Christians and the law (1) (Matthew 5:17-36)

As Jesus explains the role of the law of God in the lives of his people, he contrasts his teaching with longstanding tradition when he uses the clause, ‘You have heard that it was said to those of old….’ It is likely that he is referring to some of the traditions followed by the Pharisees.

The sixth commandment
Tradition accepted that a murderer should face judgement, which the law also required. Yet Jesus teaches that the sixth commandment goes far deeper than physical murder. Words of anger are a breach of the sixth commandment – Jesus means sinful anger. Moreover, there are degrees of anger that could lead to degrees of punishment in the future. In the present, such anger prevents worship of God.

What should a disciple of Jesus do? His priority is to be reconciled with the person to whom he expressed anger. The reconciliation takes priority over continuing in worship of God. The implication is that worship from unreconciled persons is unacceptable by God. The follower of Jesus must rush to be reconciled with the one he has offended. Jesus uses an illustration from a courtroom to picture what will happen to the person who does not do this – he will find himself in a prison.

The seventh commandment
Again, the traditional viewpoint had limited breaking the seventh commandment to physical immorality. Jesus points out that thoughts of lust are sinful. Moreover, his followers will not be content to have sinful thoughts and will take appropriate steps to deal with them. Why? Because tolerated sinful thoughts mark those who are not converted. 

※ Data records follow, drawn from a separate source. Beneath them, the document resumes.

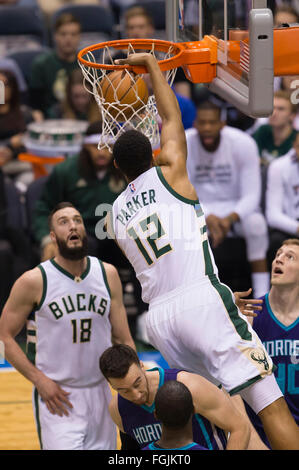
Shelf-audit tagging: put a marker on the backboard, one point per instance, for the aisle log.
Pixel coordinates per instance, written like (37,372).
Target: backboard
(243,30)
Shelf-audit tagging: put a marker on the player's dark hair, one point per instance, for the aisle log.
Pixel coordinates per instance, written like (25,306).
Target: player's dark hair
(58,207)
(116,361)
(173,404)
(209,106)
(133,154)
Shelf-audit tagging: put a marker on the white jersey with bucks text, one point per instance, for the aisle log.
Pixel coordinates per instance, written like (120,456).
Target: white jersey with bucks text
(70,328)
(163,235)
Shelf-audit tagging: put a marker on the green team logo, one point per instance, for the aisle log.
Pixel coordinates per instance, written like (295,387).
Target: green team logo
(260,357)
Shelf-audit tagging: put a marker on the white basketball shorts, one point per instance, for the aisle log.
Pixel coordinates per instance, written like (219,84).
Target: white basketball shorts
(88,426)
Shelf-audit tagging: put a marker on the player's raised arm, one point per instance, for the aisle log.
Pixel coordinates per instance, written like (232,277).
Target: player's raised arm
(173,141)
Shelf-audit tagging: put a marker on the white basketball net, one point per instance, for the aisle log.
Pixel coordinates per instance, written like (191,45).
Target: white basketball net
(117,117)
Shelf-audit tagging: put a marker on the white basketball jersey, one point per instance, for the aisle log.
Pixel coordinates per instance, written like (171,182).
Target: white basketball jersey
(163,235)
(70,329)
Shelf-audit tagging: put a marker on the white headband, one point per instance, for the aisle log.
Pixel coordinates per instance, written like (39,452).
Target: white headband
(95,139)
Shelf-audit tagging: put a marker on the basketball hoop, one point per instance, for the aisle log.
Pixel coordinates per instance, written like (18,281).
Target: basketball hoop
(97,64)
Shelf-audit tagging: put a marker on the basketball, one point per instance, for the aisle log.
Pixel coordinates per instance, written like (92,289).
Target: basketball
(122,94)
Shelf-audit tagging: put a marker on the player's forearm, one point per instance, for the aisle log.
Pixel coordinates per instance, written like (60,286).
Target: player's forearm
(15,356)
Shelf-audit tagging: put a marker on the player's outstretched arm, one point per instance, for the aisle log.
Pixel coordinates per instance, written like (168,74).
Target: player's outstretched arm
(25,295)
(118,316)
(214,405)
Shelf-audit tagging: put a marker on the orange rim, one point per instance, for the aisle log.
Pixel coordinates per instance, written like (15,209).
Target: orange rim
(160,45)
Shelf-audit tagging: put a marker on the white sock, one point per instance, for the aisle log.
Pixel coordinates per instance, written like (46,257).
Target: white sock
(260,283)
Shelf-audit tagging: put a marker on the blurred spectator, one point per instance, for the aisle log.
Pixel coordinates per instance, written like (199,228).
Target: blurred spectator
(78,103)
(282,199)
(85,180)
(276,138)
(14,119)
(223,165)
(9,64)
(50,70)
(174,409)
(285,14)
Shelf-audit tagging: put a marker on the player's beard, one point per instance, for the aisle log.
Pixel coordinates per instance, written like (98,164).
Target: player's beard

Jesus does not say that his followers would not have such thoughts, but he does say that they are not content to have them in their minds. In fact, they so oppose such thoughts that they will take radical steps to deal with them. The Saviour is not suggesting physical destruction of one’s body here. He knows that cutting off your hand would not stop sinful thoughts. 

Tolerated sinful thoughts will lead to wrong actions. Wrong looking by the eye will lead to wrong actions by the hand. The point that Jesus makes is to use your mind to ask where sinful actions lead. If persisted in, they indicate we are on the broad road.

Connected to immoral behaviour was the practice of easy divorce. The Bible allows divorce for two reasons – immorality and desertion. However, it was traditionally acceptable for a man to divorce his wife for no other reason apart from wanting to replace her. The outcome was that there were numerous wrong relationships. Jesus makes it clear that his followers will not engage in such an immoral practice, which is based on selfishness and cruelty.

The next issue that Jesus mentions is misuse of oaths. He is not forbidding making promises to God. Rather he is rebuking those who imagined that if they replaced God’s name with something else, such as heaven, or earth, or Jerusalem, or something to do with themselves, then they were free of the responsibility of keeping oaths. In contrast, his followers would use straightforward speech.